Why “We’ve Always Done It This Way” Is Unacceptable

Submitted by Dan Faraldo in Customer Service, Industry News

The other day, we came across a post on a Twitter account belonging to author, Ian Jukes. It was a meme-like photo that read “The most dangerous phrase in the language is ‘we’ve always done it this way’.” Now, while there wasn’t much context to the tweet to speak of, the meme definitely hit a nerve with us. There’s no question it can be attributed to the ways in which companies provide customer service.

Jukes’ tweet highlights the “stuck in their ways” attitude that far too many business owners have. If you’re of the mind that no changes to your business are ever necessary, you’re severely hurting your brand. As time passes on, things change and therefore, policies must change when necessary. This is especially true if you’re encountering a growing number of customer complaints. Saying you’ve “always done it this way” simply won’t cut it.

Put yourself in your customers’ shoes.

How would you feel if you were your customers? Would you be satisfied with the service you’re receiving? Let’s suppose you run an auto body shop. And perhaps, ‘first come, first serve’ is a policy of your company. Therefore, when customers visit your location, they’re required to take a number.

If someone doesn’t hear his/her number being called, is he/she put to the back of the line or is his/her turn taken the second a spot becomes available? Furthermore, are customers able to book appointments in advance? If someone with an appointment enters your shop at his/her scheduled time, does he/she get service before the person who has been waiting for an hour?

Which policy would you prefer if you were a customer?

Ask your customers for their opinions. Getting the words straight from the horses’ mouths is arguably the best way to resolve customer conflict and ensure they remain loyal to your brand. If the customer with the appointment has to wait because someone else was “here first”, simply saying “we’ve always done it this way” won’t help your brand image.
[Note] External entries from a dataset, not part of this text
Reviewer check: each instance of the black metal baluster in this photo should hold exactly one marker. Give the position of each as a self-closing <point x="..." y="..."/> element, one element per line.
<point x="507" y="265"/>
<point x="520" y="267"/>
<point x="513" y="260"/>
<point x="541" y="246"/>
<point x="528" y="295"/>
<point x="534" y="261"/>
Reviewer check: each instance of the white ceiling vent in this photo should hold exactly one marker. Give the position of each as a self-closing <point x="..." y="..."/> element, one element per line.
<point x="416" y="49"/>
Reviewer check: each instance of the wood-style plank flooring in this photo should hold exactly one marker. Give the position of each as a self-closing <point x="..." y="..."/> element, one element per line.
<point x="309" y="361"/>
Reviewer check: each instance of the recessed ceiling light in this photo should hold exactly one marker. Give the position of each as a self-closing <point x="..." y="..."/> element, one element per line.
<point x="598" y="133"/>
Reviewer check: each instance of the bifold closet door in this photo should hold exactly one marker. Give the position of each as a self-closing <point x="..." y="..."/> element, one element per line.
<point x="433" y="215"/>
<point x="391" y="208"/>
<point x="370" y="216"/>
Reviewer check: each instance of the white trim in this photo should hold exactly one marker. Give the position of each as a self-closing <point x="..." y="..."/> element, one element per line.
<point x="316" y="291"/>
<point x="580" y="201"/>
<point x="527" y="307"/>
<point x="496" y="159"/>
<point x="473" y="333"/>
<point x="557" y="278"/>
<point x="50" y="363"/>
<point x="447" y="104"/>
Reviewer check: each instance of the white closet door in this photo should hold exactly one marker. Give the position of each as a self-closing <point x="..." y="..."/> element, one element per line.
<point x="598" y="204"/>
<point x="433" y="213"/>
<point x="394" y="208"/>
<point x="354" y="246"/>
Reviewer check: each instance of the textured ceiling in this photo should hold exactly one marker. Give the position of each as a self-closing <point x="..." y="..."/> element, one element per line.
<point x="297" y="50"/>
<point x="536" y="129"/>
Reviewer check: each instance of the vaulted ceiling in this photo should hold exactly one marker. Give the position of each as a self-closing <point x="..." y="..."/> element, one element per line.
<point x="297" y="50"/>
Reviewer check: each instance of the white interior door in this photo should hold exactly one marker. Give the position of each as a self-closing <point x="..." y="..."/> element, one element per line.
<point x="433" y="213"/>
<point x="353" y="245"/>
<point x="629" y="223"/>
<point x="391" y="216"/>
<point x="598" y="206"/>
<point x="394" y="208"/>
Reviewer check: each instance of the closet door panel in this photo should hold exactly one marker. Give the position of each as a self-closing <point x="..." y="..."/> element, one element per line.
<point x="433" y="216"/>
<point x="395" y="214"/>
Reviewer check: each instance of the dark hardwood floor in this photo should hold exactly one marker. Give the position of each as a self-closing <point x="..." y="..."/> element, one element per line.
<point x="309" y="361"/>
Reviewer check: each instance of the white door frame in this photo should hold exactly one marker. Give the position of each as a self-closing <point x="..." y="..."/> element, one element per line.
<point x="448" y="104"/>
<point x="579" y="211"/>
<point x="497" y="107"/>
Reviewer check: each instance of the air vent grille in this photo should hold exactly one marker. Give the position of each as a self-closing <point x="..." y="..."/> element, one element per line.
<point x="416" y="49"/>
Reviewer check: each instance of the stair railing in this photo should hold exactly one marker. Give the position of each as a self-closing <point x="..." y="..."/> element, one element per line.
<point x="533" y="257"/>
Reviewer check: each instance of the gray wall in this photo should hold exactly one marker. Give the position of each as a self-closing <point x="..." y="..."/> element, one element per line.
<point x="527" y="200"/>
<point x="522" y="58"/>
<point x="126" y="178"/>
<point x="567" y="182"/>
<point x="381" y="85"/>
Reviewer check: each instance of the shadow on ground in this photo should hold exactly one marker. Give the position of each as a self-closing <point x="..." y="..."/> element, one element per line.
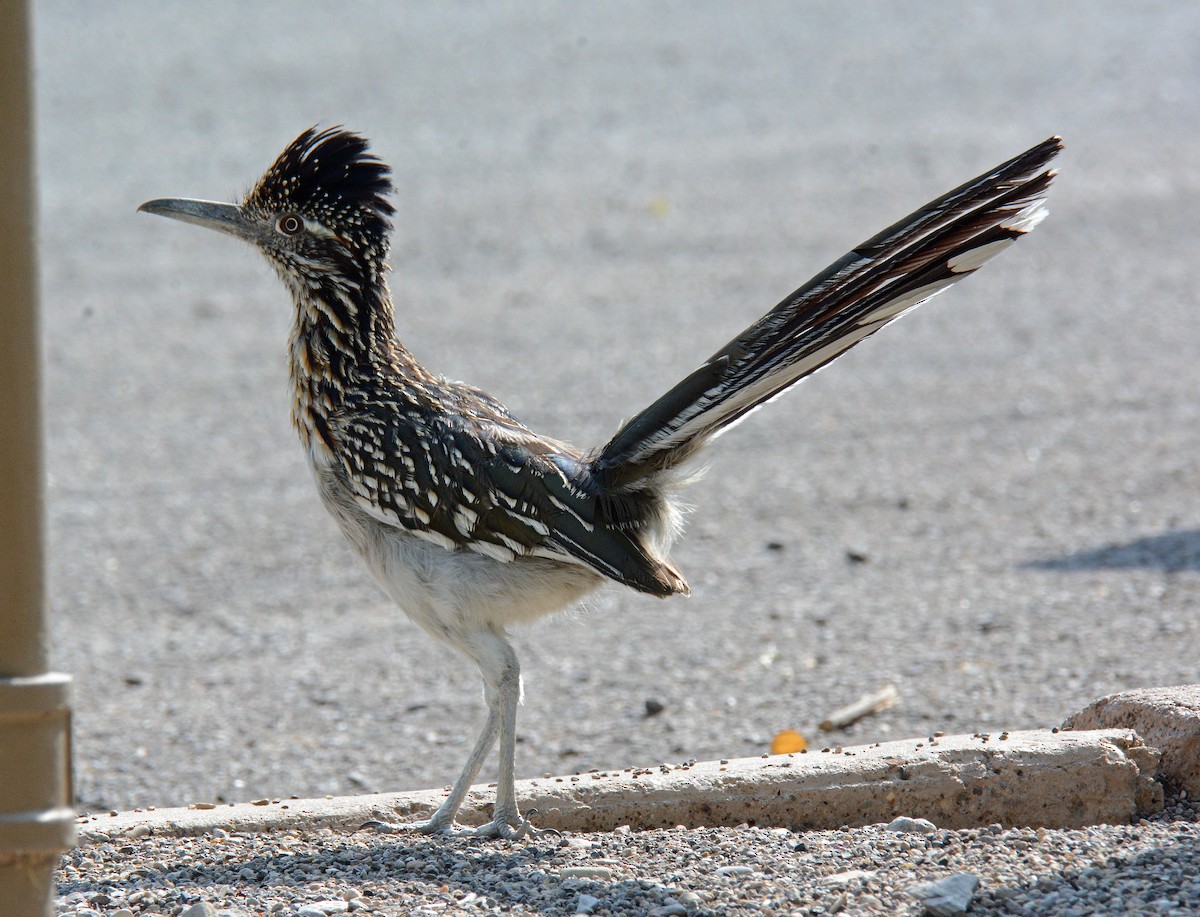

“While regulatory and legislative changes may seem easy to enforce, most customers aren’t that interested in the reasons why something has to happen a certain way – they just want to have their needs met,” writes Gregg Brown on Entrepreneur.com, “Get your customers involved right from the beginning by testing out the changes with them. Walk them through the changes and requirements while discussing benefits.”

Be honest with your customers.

Be clear about your customer policies. But also be flexible. Let your customers know that when they’re not satisfied with the customer service you’ve provided, you’re willing to consider changes to ensure their satisfaction in future.

“Be very clear with your customers about what they can expect through every step of their customer journey,” advises Brown, “Don’t be afraid to make it simple and spell it out for them. People going through all types of changes want to know what the future will hold, what will stay the same, and what will change.”